Uno puede ver a estas tres conferencias y preguntarse por qué Dios inspiraría tal esperanza de un futuro mejor para estas personas dándoles verdad y amor, cuando un futuro peor se acercaba. Me encontré preguntándome eso mismo. Entonces, como si una venda se cayera de mis ojos, me di cuenta qué consistente era el mensaje de parte de Dios y descubrí algo nuevo sobre la esperanza. Muchas veces asociamos la esperanza con lo débil, con el que ha sido privado de sus derechos, con las víctimas. Le damos de algún modo esta patética connotación en lugar de asimilarla como un cimiento de poder y resolución. La esperanza no es esperar pasivamente, ni es falta de resolución. La esperanza no es dar el poder de cambio a otras personas o a otras cosas. La esperanza no es a lo que nos aferramos cuando las cosas están mejorando. La esperanza es el centro de nuestra fuerza cuando las cosas empeoran, porque la esperanza no es independiente. De hecho depende totalmente de nosotros. La esperanza es creer que nuestra fuerza crecerá al mismo ritmo que nuestras dificultades. La esperanza es confiar que la condición de nuestros músculos en los buenos tiempos nos dará la resolución, la determinación y el coraje para mantenernos de pie durante los tiempos malos.
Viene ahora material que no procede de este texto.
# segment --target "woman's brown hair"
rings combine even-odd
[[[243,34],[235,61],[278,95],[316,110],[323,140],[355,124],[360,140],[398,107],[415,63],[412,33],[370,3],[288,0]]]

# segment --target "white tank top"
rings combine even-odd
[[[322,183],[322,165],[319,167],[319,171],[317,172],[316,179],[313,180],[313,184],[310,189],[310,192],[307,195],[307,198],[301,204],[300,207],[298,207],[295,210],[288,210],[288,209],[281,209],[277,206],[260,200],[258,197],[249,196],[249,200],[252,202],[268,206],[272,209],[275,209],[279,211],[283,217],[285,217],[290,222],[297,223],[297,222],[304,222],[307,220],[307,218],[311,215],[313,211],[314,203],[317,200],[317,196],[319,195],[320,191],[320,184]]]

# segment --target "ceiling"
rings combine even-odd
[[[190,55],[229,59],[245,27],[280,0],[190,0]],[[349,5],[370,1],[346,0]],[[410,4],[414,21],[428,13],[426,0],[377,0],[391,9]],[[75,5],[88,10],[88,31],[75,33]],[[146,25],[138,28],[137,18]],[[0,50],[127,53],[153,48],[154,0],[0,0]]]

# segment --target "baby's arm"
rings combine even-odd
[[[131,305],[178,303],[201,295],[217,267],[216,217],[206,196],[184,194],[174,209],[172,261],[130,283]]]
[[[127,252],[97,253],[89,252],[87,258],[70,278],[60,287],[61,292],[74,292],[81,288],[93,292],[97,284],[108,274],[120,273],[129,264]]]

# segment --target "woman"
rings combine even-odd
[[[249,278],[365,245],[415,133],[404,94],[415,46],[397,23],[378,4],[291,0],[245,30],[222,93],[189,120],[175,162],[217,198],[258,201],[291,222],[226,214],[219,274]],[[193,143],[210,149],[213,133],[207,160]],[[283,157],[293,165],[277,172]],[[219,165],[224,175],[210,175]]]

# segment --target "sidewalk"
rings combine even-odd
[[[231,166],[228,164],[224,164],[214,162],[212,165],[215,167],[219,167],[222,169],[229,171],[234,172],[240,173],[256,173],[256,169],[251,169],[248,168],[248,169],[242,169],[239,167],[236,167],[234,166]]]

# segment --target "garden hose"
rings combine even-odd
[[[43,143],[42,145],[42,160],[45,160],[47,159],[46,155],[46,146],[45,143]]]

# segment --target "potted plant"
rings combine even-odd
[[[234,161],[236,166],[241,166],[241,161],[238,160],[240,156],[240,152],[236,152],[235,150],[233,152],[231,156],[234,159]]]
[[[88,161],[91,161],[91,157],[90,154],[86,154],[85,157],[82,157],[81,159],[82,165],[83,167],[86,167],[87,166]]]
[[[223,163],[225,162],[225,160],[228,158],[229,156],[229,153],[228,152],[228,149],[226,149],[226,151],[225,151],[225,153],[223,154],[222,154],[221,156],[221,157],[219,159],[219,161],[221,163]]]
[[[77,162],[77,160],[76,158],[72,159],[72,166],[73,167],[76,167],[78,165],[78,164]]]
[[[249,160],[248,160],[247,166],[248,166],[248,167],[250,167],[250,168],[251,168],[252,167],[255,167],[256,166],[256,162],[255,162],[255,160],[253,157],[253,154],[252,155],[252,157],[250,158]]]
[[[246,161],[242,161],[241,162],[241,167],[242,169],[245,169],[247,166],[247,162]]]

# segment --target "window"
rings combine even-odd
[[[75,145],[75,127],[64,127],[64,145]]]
Creo que la vida es un examen. Yo no sé si algún examen se vuelve cada vez más fácil durante el curso de nuestra vida, sino que parece que cada examen se vuelve cada vez más difícil, requiere más pensamientos, y pasándolo es que llegamos a un nuevo nivel de fuerza y conocimiento. Ese es el plan. Este es el camino. No alrededor, no arriba, no abajo, sino a través. Entonces, cuando imagino a mis amigos, los pioneros de diversas áreas y de diferentes generaciones, les escucho decir: «La vida se volverá más dura. La oposición crecerá. Las cosas se volverán peor. Pero pasaremos la tormenta. El conocimiento y la sabiduría se elevarán en nosotros. Seremos más fuertes.»